# Uncle Tykie's 1st annual Chili Challenge



## uncletykie (Oct 24, 2009)

Hey Guys, It's me again, I have Wi-Fi at the restaurant now so I will be on here a little more.  I am having a Benefit Chili Cook-off next saturday so I thought I post the info


1st Annual Uncle Tykie Chili Challenge
  When: October 31, 2009 cooking starts at 10:00am Final Judges table is at 2:00pm
  Where: Uncle Tykie’s parking lot
  Why: Benefit to raise money for the Ashland Community Club to be used for Summer Days
  Who: Anyone who thinks they can make good chili and wants braggin’ rights
  50/50 Prize Pool.  50% of all entry fees will be used as Prize money, the remaining 50% of entry fees and 100% of sales of the event will be given to the Ashland Community Club.
  Live Remote with WJVO from 11:00am-1:00pm
  Celebrity Judges
  Categories: Standard Chili, Alternative chili, Hottest Chili, Appetizer, and Dessert
  Grand Champion will also get Trophy and Picture on the wall at Uncle Tykie’s

  Bring your Own Tables, chairs and cookers(i.e Turkey fryers work great) you can prep your ingredients at home but ALL FINAL ENTRIES must be Made on site and be able to be made in the Parking Lot
  $25 entry fee for 1st Category and $10 for each additional Category.
  Entry Form and Registration Fees can be turned in at Uncle Tykie’s Down Home Grill at 318 w. Fremont St. in Ashland, Or at Printers Ink uptown on the square Entries must be turned no later than 5pm October 30, 2009.

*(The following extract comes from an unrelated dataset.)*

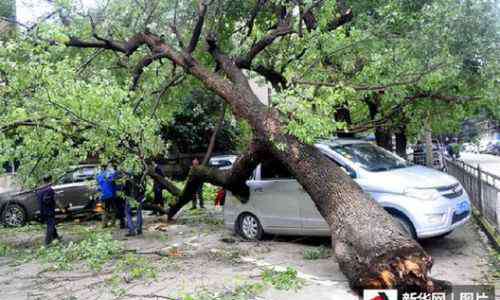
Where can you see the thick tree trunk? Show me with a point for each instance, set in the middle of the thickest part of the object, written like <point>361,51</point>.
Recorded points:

  NAME:____________________________

  Address:___________________________

  Phone:_____________________________

  Categories entering:__________________________


----------



## fire it up (Oct 24, 2009)

Glad you got wi-fi in the Q joint and will be on the site a bit more often, still putting in those loooooong hours?

Be sure to get some pics of the chili cook off, should be interesting.
Would love to show and enter my burnt ends chipotle chili but alas I am in in New Joisey and that is a long drive.


----------



## uncletykie (Oct 24, 2009)

I am not putting in as many, I have a really good crew now and it is nothing for me to leave and let them close and everything be A-OK.  Lord knows how important good reliable help is needed to be successful.  

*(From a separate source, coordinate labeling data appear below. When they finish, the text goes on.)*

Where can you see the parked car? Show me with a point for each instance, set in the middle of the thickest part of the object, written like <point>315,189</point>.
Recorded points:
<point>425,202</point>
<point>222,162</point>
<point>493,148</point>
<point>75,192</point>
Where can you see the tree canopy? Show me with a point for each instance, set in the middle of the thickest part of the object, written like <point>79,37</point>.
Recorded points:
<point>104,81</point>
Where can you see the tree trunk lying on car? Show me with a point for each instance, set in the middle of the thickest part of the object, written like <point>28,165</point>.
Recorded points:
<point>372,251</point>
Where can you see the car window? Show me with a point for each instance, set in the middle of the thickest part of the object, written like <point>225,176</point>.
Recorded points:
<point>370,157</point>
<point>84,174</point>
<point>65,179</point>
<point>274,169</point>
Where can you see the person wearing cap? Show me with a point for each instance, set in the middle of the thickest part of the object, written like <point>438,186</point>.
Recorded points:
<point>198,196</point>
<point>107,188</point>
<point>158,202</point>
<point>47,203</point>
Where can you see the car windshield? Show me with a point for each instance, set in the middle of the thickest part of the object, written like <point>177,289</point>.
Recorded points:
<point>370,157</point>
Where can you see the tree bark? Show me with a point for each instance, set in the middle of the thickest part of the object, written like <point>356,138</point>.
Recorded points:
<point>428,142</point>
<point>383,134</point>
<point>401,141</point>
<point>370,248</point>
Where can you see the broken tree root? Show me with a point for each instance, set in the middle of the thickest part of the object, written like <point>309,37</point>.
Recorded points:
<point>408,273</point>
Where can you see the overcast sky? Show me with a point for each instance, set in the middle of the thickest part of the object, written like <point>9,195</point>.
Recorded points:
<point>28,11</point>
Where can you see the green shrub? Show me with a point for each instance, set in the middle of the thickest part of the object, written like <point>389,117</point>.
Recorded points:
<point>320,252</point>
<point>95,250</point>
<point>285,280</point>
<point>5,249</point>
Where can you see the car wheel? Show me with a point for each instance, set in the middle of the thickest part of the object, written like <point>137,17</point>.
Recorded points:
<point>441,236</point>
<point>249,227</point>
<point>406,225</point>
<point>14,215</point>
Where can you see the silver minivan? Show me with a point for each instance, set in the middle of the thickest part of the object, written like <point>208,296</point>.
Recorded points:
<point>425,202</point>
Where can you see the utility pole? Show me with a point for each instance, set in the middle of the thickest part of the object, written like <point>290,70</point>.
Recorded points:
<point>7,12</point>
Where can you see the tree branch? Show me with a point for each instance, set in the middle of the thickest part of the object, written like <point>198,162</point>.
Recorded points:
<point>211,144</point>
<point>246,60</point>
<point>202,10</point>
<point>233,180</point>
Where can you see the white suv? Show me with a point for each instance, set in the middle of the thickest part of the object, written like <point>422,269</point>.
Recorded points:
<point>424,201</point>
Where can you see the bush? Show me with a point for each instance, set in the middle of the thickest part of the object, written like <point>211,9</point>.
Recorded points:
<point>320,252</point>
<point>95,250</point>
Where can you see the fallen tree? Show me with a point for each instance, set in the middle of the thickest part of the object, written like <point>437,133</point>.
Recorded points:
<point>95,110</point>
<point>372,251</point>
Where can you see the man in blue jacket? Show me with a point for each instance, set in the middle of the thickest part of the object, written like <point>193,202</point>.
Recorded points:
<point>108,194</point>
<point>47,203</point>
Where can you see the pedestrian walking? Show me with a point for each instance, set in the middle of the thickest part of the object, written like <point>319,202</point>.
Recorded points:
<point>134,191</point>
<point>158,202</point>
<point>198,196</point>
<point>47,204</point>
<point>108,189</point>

That description of your chili sounds AWESOME, would love to try it out sometime


----------



## rivet (Oct 24, 2009)

Hey good luck to you and your chili contest! Wish I could be there, but work gets in the way 
	

	
	
		
		



		
			






Keep us posted!


----------



## mballi3011 (Oct 24, 2009)

I really wish we could make it this year but I'm not really sure where petersburg is.


----------



## beer-b-q (Oct 24, 2009)

Good Luck on the Chili Contest...


----------



## irishteabear (Oct 24, 2009)

Good luck with it!  I'm glad your busines is doing well.


----------



## sumosmoke (Oct 24, 2009)

Can't wait to see some pics of the entries! Chili season is here (for most of us) and I bet the pics will give us something to drool over


----------



## rickw (Oct 26, 2009)

Wish I could make it. Good luck with the cook off.


----------



## meat hunter (Oct 27, 2009)

UncleTykie, man I have not seen you here in ages. Hope all is going well for you. Last post I remember, you were still in the works of getting your business ready to open. Looks like you did, congrats. Sounds like its going well for you, I'm glad. I know running a business is allot of work and devotion, but you gotta poke your head in here more often 
	

	
	
		
		



		
		
	


	





.

Wish I could be there for the chili cookoff, sounds like it would be allot of fun.


----------



## zjaybird (Nov 3, 2009)

Hmmm.....chili and smoking meat.   That could be a great combination.  Has anybody used smoked meat in their chili and made it work?  Sorry if this has been asked before, but I am going to use my get out of trouble NEWBIE badge as long as I  can.


----------



## jimmyray (Nov 16, 2009)

works just fine adds a little tast that make everyone ask....just dont add a bag a of sugar....


----------



## plj (Nov 16, 2009)

Ok, that was funny
	

	
	
		
		



		
		
	


	





Sounds like a great idea, if I were closer I'd bring some venison chili.


----------